La sentencia de la Sala de lo Contencioso Administrativo del TSJA, a la que ha tenido acceso este periódico, está fechada el pasado martes. La resolución no es firme, pues contra ella cabe recurso ante el Tribunal Supremo, pero por el momento el Ayuntamiento ha conseguido frenar un nuevo varapalo económico en un contexto en el que no dejan de llegar sentencias que obligan a desembolsar indemnizaciones por la gestión que llevaron a cabo políticos y técnicos en la última década, sobre todo en el área de Urbanismo. Recientemente, el equipo de gobierno ha cifrado en 30 millones de euros los perjuicios por este tipo de pleitos.

Este asunto en particular es uno de los expedientes que se investigan por la vía penal en el caso Nazarí, de supuesta corrupción en el Ayuntamiento de Granada durante los sucesivos gobiernos del alcalde del PP José Torres Hurtado. El ejecutivo socialista que sucedió al ‘popular’ también introdujo cambios en la propia asesoría jurídica, con el nombramiento de un nuevo responsable para asumir de forma prioritaria todas las causas judiciales en las que el municipio ahora mismo se está jugando mucho dinero y esfuerzo. Tanto en las reclamaciones económicas que le llegan, como en las responsabilidades que el propio Consistorio puede pedir a los antiguos cargos políticos y técnicos.

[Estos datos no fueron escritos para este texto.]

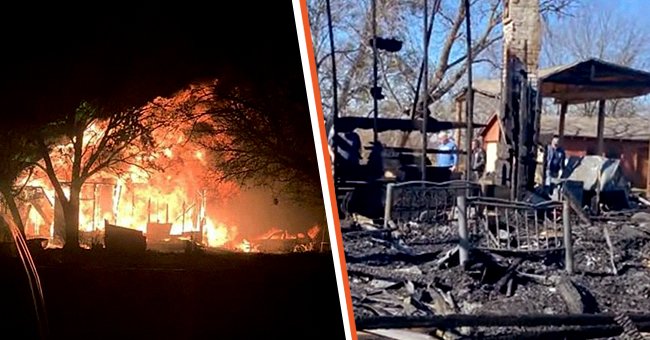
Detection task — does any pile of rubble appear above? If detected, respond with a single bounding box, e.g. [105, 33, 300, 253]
[342, 211, 650, 338]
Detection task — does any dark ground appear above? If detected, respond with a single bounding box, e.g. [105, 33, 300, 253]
[0, 251, 344, 339]
[342, 211, 650, 333]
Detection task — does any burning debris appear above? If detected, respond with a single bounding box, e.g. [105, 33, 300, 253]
[7, 86, 320, 252]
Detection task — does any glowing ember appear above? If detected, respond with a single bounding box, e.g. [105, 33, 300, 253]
[235, 239, 253, 253]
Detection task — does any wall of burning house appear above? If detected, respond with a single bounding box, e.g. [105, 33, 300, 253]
[7, 87, 322, 251]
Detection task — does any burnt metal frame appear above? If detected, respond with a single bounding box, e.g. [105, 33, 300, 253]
[384, 180, 479, 227]
[384, 180, 574, 274]
[468, 197, 565, 252]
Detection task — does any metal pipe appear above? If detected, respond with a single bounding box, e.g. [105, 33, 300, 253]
[465, 0, 474, 180]
[562, 197, 573, 274]
[326, 0, 339, 173]
[372, 0, 379, 144]
[456, 193, 470, 266]
[420, 0, 429, 181]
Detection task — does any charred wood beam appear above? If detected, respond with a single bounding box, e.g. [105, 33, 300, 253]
[355, 313, 650, 329]
[363, 146, 467, 155]
[336, 117, 485, 133]
[468, 322, 650, 340]
[494, 258, 524, 292]
[348, 264, 434, 286]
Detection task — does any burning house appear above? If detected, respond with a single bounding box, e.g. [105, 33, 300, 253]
[7, 87, 320, 252]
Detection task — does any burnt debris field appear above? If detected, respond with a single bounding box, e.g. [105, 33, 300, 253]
[343, 211, 650, 339]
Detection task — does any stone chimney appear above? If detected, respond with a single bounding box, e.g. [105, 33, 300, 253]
[503, 0, 542, 87]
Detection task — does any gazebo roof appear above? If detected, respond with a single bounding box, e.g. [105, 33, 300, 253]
[457, 58, 650, 104]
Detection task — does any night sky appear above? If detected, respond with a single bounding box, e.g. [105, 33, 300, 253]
[0, 1, 304, 119]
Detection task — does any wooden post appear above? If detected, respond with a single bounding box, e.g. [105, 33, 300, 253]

Dado que el empresario Ramón Arenas inició un pleito por la vía de lo contencioso casi en paralelo a la denuncia que presentó en Fiscalía (y que abrió la investigación penal en marcha), este proceso está teniendo resultados, independientemente de lo que ocurra en el caso Nazarí. 

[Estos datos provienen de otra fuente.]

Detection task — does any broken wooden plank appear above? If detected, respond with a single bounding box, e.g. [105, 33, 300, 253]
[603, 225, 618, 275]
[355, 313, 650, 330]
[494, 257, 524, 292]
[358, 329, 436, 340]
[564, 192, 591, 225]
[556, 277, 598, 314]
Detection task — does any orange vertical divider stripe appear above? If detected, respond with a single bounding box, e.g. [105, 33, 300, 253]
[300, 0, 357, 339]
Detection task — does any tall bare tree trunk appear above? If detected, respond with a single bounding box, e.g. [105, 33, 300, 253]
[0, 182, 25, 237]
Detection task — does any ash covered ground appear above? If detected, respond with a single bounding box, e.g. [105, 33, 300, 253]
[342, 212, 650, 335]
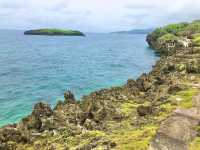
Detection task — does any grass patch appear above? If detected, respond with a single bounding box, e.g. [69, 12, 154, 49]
[171, 88, 198, 108]
[108, 125, 158, 150]
[192, 33, 200, 46]
[189, 137, 200, 150]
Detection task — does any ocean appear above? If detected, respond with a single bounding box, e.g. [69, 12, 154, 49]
[0, 30, 158, 126]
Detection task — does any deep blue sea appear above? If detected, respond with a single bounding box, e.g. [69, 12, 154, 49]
[0, 30, 157, 126]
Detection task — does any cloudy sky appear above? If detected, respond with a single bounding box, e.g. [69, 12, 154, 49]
[0, 0, 200, 32]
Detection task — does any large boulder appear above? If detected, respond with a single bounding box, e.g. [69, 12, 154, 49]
[64, 91, 76, 104]
[136, 74, 152, 92]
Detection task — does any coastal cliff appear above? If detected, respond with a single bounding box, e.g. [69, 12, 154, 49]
[0, 21, 200, 150]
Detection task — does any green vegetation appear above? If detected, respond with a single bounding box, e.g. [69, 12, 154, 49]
[24, 29, 84, 36]
[158, 33, 178, 43]
[170, 88, 198, 108]
[108, 125, 158, 150]
[192, 33, 200, 46]
[189, 137, 200, 150]
[147, 20, 200, 50]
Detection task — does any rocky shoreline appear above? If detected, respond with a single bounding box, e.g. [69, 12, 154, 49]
[0, 21, 200, 150]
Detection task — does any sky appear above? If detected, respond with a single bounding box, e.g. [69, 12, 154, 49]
[0, 0, 200, 32]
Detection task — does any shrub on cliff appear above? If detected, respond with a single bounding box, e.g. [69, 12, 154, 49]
[164, 23, 188, 35]
[183, 21, 200, 36]
[158, 33, 178, 43]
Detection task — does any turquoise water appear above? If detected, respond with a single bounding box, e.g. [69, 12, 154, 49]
[0, 31, 157, 125]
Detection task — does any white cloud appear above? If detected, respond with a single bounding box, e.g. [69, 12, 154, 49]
[0, 0, 200, 32]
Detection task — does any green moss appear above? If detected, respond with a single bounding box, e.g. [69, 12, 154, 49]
[108, 125, 158, 150]
[189, 137, 200, 150]
[158, 33, 178, 43]
[120, 101, 139, 116]
[192, 33, 200, 46]
[171, 88, 198, 108]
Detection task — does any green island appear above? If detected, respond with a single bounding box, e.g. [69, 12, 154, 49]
[0, 21, 200, 150]
[24, 28, 85, 36]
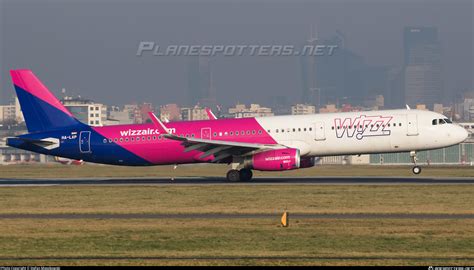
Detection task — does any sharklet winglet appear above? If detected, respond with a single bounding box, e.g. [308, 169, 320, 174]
[148, 112, 169, 134]
[206, 107, 217, 120]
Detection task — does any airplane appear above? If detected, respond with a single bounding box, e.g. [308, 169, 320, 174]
[7, 70, 468, 182]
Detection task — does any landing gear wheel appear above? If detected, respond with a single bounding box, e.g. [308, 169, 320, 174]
[239, 169, 253, 181]
[227, 170, 240, 182]
[412, 166, 421, 174]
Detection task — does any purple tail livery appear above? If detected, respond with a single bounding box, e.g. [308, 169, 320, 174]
[7, 70, 468, 181]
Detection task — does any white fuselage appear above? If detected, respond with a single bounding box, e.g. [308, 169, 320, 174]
[256, 110, 468, 156]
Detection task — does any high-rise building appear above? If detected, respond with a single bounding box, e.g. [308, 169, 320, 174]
[300, 26, 321, 105]
[188, 56, 217, 108]
[61, 96, 107, 126]
[403, 27, 444, 108]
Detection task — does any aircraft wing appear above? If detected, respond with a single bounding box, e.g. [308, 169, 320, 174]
[163, 134, 286, 162]
[149, 112, 286, 162]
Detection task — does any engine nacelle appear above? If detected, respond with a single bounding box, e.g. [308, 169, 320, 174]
[244, 148, 300, 171]
[300, 157, 316, 168]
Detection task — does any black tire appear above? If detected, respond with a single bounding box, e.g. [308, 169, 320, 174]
[239, 169, 253, 181]
[411, 166, 421, 174]
[227, 170, 240, 182]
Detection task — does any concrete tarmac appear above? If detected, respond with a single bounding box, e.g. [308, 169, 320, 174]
[0, 176, 474, 187]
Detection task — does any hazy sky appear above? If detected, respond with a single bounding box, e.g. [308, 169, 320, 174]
[0, 0, 474, 105]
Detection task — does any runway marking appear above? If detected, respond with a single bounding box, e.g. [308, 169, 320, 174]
[0, 213, 474, 219]
[0, 256, 474, 261]
[0, 176, 474, 187]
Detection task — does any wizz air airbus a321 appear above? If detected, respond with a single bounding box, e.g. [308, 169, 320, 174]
[7, 70, 468, 181]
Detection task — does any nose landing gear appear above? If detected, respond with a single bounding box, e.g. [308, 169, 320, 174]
[410, 151, 421, 174]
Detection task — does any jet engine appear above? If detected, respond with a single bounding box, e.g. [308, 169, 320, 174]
[300, 157, 316, 169]
[244, 148, 300, 171]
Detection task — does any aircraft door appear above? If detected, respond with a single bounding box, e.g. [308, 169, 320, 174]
[314, 122, 326, 141]
[79, 131, 91, 153]
[407, 113, 418, 136]
[201, 128, 211, 140]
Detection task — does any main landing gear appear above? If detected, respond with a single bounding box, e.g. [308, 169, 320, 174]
[410, 151, 421, 174]
[227, 169, 253, 182]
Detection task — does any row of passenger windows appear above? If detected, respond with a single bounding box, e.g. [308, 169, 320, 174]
[331, 123, 402, 130]
[431, 118, 453, 126]
[267, 128, 313, 133]
[103, 130, 262, 143]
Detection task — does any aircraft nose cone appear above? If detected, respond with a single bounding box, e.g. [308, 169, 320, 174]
[456, 126, 469, 143]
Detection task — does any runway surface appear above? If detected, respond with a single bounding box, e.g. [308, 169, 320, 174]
[0, 213, 474, 220]
[0, 176, 474, 187]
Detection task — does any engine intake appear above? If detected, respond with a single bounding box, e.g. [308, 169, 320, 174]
[244, 148, 300, 171]
[300, 157, 316, 169]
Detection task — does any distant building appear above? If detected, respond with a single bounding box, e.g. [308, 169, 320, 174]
[188, 56, 217, 108]
[61, 96, 107, 126]
[181, 105, 209, 121]
[319, 104, 339, 113]
[229, 104, 274, 118]
[0, 97, 25, 123]
[364, 95, 385, 110]
[160, 104, 181, 122]
[300, 26, 320, 105]
[291, 104, 316, 115]
[403, 27, 443, 108]
[105, 106, 135, 125]
[138, 103, 154, 123]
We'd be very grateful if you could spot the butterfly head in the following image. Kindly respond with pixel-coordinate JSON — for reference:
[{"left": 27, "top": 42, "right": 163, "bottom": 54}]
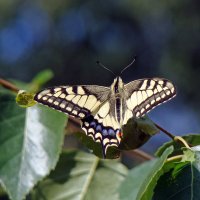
[{"left": 111, "top": 76, "right": 124, "bottom": 94}]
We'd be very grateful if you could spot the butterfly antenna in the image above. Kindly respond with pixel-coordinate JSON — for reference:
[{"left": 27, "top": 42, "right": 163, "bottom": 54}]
[
  {"left": 96, "top": 61, "right": 116, "bottom": 76},
  {"left": 120, "top": 56, "right": 136, "bottom": 75}
]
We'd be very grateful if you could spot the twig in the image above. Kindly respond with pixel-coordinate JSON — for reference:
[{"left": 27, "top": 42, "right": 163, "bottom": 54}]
[
  {"left": 154, "top": 123, "right": 175, "bottom": 140},
  {"left": 0, "top": 78, "right": 19, "bottom": 93}
]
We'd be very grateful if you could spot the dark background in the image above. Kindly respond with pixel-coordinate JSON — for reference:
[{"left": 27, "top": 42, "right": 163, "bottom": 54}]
[{"left": 0, "top": 0, "right": 200, "bottom": 151}]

Según se consideró probado en la primera sentencia del juez de lo contencioso administrativo 4 de Granada, Arenas compró al municipio una parcela de uso educativo, sin conocer que era objeto de un litigio con la Junta de Andalucía. Además, los responsables municipales pudieron permitir que otra empresa invadiera unos 300 metros de su terreno para hacer el Pabellón Mulhacén en el solar colindante. Todo ello habría provocado la “imposibilidad de desarrollar el proyecto constructivo y puesta en funcionamiento de la actividad empresarial”, lo que se atribuye a la actuación municipal. De ahí que esa resolución judicial concediera al reclamante una cantidad superior a los 1,4 millones de euros como compensación, aunque estuviera muy lejos de los 8,3 millones de euros solicitados. 

La nueva resolución del TSJA no estima el recurso del Ayuntamiento de Granada porque contradiga expresamente cualquiera de los hechos antes expuestos que tuvo en cuenta el juez de instancia, sino que directamente descarta entrar a valorarlos por una cuestión más sencilla, que es la prescripción de la reclamación, un argumento que hicieron valer los servicios jurídicos del Ayuntamiento en sus alegaciones. 

El denunciante defiende que los hechos no están prescritos porque el daño producido por la acción u omisión de la Administración local se mantiene incluso actualmente. La situación irregular de la invasión de terreno no está resuelta. Pero el TSJA considera que no es posible mantener esa situación ‘sine die’, porque de ese modo “nunca se produciría la prescripción” del daño.